What to look for: The module follows the expected structure for its type:

  • concept: overview → explanation → example(s) → check for understanding
  • demo: scenario → initial attempt → diagnosis → revision → key takeaways
  • exercise: goal → prerequisites → step-by-step instructions → reflection
  • assessment: clear instructions → questions → answer key or rubric

Every section expected for the module type is present. Headings are used consistently.

Score Evidence
5 Complete structure; all expected sections present; logical flow throughout
4 Complete; one section is thinner than ideal
3 Mostly complete; one expected section is missing or significantly underdeveloped
2 Two or more sections missing; flow is disrupted
1 No discernible structure; content is not organized by type conventions

Score: _____ / 5

Notes: _______________________________________________


Dimension 6: AI Adaptability

What to look for: Content is structured for AI-assisted adaptation.

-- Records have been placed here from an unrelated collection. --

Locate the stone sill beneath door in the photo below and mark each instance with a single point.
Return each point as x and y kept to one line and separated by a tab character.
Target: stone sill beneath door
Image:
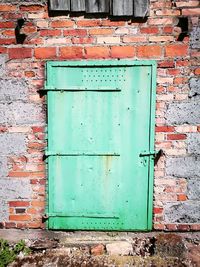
70	238
128	246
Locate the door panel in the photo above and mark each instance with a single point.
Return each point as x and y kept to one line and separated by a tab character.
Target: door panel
96	132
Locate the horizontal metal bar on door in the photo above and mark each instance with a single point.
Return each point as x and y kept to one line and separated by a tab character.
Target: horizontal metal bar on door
82	89
83	154
110	216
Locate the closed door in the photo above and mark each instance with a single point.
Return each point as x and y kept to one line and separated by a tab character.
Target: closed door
100	138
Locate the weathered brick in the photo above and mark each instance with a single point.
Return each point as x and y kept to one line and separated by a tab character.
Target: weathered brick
45	52
176	50
7	8
61	23
97	52
122	51
101	31
149	51
31	8
75	32
19	53
19	203
71	52
191	11
176	137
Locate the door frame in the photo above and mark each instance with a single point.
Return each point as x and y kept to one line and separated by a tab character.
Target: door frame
122	62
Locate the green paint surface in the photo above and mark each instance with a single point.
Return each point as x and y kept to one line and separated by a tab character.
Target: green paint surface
100	118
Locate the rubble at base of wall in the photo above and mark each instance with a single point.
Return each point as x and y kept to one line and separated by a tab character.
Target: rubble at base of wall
111	249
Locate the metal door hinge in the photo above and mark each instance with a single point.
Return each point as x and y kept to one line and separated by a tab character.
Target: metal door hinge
149	153
154	154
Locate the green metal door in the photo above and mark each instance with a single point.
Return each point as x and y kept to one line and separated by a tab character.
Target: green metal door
100	137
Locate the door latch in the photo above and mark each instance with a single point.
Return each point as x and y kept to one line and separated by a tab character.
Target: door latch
155	155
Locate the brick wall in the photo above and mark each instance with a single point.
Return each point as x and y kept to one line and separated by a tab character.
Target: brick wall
163	37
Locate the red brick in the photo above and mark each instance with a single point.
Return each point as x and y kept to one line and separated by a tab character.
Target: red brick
165	129
7	41
3	50
35	225
180	80
149	30
19	217
149	51
37	129
176	136
9	225
8	15
61	24
88	23
19	53
166	64
9	32
167	29
83	40
36	181
195	227
112	23
37	203
71	52
134	39
98	250
182	63
191	12
157	210
171	227
161	21
122	51
97	52
183	227
32	8
7	24
32	211
159	226
8	8
181	197
197	71
19	203
50	32
36	145
45	52
76	32
101	31
3	129
29	74
174	72
176	50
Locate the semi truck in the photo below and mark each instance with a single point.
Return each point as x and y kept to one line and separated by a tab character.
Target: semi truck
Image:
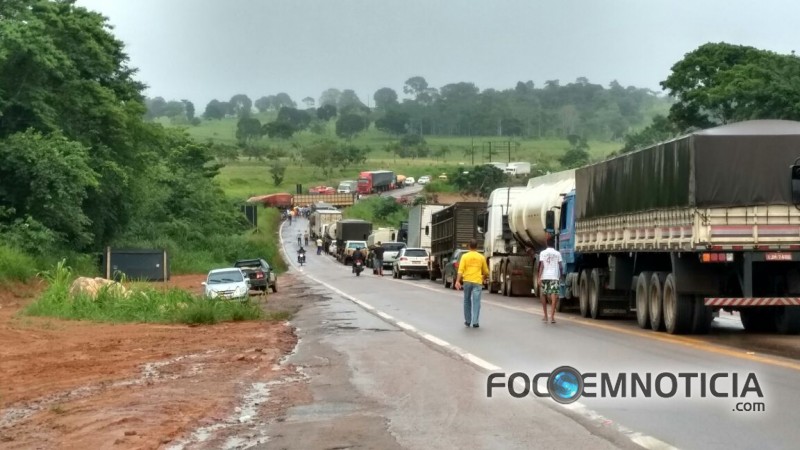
350	230
320	220
512	261
339	200
680	230
452	228
419	225
376	181
510	266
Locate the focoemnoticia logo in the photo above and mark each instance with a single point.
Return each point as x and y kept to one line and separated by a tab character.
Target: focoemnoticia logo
566	385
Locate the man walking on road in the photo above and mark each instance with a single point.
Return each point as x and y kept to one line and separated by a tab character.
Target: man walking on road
549	276
377	261
472	270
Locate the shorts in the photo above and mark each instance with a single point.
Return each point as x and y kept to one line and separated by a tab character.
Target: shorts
549	287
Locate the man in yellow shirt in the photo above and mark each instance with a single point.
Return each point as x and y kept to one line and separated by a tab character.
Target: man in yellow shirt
472	269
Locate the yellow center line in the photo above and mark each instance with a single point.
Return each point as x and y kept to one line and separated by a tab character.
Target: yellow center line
657	336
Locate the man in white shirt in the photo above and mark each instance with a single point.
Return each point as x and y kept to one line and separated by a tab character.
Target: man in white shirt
549	275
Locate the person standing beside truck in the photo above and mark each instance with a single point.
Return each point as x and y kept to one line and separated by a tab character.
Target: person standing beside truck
549	275
377	261
472	270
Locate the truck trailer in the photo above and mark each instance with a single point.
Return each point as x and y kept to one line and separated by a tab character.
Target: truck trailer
320	220
452	228
376	181
350	230
677	231
510	265
419	225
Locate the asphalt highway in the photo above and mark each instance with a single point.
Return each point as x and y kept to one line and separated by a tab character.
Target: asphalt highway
512	338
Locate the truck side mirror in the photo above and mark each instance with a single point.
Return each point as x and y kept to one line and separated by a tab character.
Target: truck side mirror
550	222
796	184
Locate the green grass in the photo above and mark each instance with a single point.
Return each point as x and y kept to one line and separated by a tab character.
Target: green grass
142	305
16	265
223	251
246	178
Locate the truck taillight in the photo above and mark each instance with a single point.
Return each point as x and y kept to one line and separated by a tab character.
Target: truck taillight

This means: no embedded images or diagrams that carry essential meaning (describe them in text instead), no audience-specific content locked into the base module (save it for variants), examples are generic enough to be replaced by the adaptation tool, and no hard-coded product names that would be wrong for all variants.

Score Evidence
5 Fully adaptable; no audience lock-in; examples are replaceable; no image-only content
4 Adaptable; one small piece of audience-specific language could be abstracted
3 Mostly adaptable; one element will require manual review after adaptation
2 Significant adaptation friction; content is audience-specific in ways that will confuse variants
1 Not adaptable without major rewrite

Score: _____ / 5

Notes: _______________________________________________


Summary Scorecard

Dimension Score Status
1. Learning Objective Alignment /5
2. Technical Accuracy /5
3. Audience Appropriateness /5
4. Example Quality /5
5. Structural Completeness /5
6. AI Adaptability /5
Total /30

Publication decision:

  • 27–30: Publish as-is
  • 22–26: Publish with minor revisions noted above
  • 15–21: Revise before publishing; address all dimensions scoring below 3
  • Below 15: Do not publish; return for significant revision

Using This Rubric for Automated Spot-Checks

To generate a scored quality report using Claude:

  1. Use this file as the system prompt.
  2. Pass the module's base.md content as the user message.
  3. Instruct Claude to return a JSON object with keys for each dimension (learning_objectives, technical_accuracy, audience_appropriateness, example_quality, structural_completeness, ai_adaptability), each containing score (int 1–5) and rationale (string) and suggested_improvement (string or null).

This automates first-pass quality triage. Human review is still required for technical accuracy (Dimension 2), which requires domain knowledge the model may not have.